The personal consumption expenditures (PCE) price index increased 0.3% last month, the Commerce Department’s Bureau of Economic Analysis said on Friday, matching the unrevised gain in March.
“These numbers do not give any sense that the Fed is achieving its goal,” said Joseph Trevisani, senior analyst at FX Street. “It’s already stated what its goal is, so the markets are willing to give it some time … but that time I do not think is unlimited.”
The was last down 0.12% at 104.64.
The Fed has raised borrowing costs by 525 basis points since March 2022 in a bid to cool demand across the economy.
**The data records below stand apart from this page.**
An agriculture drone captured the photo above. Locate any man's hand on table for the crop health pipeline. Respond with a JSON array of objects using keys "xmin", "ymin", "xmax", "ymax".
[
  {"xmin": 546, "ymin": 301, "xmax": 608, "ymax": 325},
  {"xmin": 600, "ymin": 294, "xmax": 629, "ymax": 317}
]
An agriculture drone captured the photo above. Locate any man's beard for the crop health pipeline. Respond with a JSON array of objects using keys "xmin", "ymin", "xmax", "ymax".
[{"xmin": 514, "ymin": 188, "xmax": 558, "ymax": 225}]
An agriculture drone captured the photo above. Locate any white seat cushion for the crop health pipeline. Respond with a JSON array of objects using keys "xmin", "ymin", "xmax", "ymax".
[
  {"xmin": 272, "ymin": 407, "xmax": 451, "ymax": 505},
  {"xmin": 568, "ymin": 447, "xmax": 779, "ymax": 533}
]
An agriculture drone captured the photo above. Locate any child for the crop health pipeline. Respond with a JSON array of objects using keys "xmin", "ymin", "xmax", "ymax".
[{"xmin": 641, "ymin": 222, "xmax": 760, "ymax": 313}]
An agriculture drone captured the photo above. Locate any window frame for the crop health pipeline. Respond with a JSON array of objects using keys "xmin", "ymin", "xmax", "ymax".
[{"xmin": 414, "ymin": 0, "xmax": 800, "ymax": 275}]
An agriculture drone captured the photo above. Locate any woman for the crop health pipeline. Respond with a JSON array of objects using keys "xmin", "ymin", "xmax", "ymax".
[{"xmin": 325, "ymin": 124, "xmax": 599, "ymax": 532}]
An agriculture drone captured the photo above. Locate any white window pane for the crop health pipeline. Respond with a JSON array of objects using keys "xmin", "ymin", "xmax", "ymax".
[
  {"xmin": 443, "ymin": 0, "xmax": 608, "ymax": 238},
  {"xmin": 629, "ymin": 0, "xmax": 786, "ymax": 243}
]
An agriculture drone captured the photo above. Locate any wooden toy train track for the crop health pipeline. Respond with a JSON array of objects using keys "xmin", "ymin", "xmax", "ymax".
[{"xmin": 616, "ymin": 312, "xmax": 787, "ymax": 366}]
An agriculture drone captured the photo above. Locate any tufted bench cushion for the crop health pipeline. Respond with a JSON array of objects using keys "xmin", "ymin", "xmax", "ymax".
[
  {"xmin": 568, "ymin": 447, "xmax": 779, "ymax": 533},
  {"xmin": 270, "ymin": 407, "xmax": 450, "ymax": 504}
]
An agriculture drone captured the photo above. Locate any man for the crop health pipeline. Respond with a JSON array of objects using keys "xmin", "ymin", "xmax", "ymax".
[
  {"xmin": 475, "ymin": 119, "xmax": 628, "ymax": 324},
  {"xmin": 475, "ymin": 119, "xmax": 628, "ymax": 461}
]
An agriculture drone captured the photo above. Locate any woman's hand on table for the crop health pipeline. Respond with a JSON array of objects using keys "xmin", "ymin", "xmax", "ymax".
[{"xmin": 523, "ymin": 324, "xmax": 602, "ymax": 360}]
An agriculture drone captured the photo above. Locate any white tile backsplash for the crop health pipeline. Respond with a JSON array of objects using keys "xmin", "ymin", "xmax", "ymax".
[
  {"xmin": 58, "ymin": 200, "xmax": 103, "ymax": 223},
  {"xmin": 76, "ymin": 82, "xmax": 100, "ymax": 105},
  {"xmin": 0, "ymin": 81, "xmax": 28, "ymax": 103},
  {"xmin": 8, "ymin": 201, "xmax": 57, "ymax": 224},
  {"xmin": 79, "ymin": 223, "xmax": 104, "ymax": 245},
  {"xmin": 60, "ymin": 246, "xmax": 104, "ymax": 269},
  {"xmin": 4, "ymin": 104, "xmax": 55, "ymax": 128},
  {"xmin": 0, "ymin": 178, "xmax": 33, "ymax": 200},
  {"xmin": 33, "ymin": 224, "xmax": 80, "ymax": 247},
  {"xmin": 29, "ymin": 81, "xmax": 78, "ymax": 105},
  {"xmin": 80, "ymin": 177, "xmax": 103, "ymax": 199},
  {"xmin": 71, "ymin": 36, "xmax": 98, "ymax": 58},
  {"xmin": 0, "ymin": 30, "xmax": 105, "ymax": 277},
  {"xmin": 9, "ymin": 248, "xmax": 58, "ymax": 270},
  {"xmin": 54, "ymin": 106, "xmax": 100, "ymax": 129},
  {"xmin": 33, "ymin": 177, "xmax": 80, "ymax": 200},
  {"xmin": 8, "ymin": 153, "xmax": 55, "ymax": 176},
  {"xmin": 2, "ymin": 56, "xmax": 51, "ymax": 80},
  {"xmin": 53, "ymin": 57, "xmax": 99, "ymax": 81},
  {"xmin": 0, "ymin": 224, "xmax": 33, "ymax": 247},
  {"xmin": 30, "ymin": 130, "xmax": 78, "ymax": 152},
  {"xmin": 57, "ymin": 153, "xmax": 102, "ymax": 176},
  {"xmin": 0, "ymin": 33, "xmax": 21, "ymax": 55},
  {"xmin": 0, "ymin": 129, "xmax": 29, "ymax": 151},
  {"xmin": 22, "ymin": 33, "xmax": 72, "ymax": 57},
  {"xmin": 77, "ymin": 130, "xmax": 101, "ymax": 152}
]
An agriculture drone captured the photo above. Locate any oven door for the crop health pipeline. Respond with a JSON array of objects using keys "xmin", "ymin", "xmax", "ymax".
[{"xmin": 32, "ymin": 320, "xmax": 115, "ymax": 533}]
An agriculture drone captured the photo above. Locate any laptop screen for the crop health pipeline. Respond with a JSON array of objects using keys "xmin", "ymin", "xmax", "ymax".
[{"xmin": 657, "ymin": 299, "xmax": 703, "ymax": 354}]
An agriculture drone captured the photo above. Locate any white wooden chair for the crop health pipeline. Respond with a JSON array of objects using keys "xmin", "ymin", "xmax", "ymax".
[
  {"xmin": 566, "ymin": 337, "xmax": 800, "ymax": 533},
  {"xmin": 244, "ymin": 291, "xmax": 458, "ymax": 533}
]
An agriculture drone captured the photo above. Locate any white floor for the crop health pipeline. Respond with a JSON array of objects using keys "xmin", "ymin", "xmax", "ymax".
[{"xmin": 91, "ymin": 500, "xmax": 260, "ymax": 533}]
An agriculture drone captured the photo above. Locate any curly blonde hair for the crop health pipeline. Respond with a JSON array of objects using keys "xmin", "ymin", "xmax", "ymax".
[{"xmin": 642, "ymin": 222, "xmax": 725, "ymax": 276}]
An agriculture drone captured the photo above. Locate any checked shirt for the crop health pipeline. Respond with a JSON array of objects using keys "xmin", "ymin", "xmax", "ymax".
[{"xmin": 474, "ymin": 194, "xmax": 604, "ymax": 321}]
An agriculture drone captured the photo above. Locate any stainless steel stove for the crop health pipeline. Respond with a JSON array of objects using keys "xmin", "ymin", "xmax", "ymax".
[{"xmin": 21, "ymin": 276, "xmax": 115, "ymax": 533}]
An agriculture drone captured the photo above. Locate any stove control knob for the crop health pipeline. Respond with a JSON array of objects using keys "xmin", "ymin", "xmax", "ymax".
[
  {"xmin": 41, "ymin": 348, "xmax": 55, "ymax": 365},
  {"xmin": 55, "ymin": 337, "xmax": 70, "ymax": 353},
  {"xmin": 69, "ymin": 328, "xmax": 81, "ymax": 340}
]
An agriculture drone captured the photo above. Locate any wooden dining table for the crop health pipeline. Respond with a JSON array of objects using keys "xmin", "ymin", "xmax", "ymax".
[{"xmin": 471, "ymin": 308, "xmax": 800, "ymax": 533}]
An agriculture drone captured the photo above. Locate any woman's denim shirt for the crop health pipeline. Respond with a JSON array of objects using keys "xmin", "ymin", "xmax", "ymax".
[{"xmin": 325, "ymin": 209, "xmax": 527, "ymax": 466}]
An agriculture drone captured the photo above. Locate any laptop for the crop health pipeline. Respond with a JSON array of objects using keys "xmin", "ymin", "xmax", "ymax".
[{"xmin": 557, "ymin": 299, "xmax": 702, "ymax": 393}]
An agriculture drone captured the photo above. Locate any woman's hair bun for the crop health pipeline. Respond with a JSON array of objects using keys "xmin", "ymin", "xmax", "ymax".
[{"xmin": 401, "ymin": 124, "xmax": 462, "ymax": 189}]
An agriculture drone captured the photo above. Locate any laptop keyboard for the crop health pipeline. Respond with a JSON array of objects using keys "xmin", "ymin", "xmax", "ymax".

Financial markets initially expected the first rate cut to come in March, but it then got pushed to June and now to September.
Official data showed on Thursday the U.S. economy grew at an annualized rate of 1.3% from January through March, down from the previous estimate of 1.6% after downward revisions to consumer spending.
Although inflation is “moving in the right direction,” said Kyle Chapman, FX markets analyst at Ballinger Group, “policymakers are definitely not out of the woods yet.”
“I would caution against over-interpreting a single month’s data,” he said.
EURO ZONE INFLATION
The euro edged up after data showed price pressures in the euro zone accelerated faster than expected in May, complicating the outlook for the European Central Bank.
The euro was up 0.13% to $1.0847. French inflation data released earlier on Friday, and German and Spanish figures earlier this week, came in slightly higher than expected.
The numbers have not altered the view in markets that the ECB will cut rates when it meets next week.
According to all 82 economists polled by Reuters, an ECB rate cut on June 6 appears certain, with a majority predicting further reductions in September and December.
Elsewhere, the yen weakened, leaving the dollar up 0.24% at 157.210 but off this week’s four-week high, as Japan’s finance minister repeated warnings about excessive currency volatility.
Japan’s Ministry of Finance released data on Friday confirming that Japanese authorities spent 9.79 trillion yen ($62.2 billion) intervening in the foreign exchange market to support the yen over the past month, in moves that kept the currency from testing new lows but are unlikely to reverse a longer-term decline.
“The intervention disclosed by the Ministry of Finance between April 26 and (Thursday) was slightly larger than market estimates derived from the Bank of Japan’s accounts, but isn’t big enough to trigger fears of a war chest so diminished as to limit further action,” Karl Schamotta, chief market strategist at Corpay, said in a note.
Data on Friday showed core consumer inflation in Tokyo accelerated in May, but price growth excluding the effect of fuel eased, heightening uncertainty over the timing of the Bank of Japan’s next rate hike.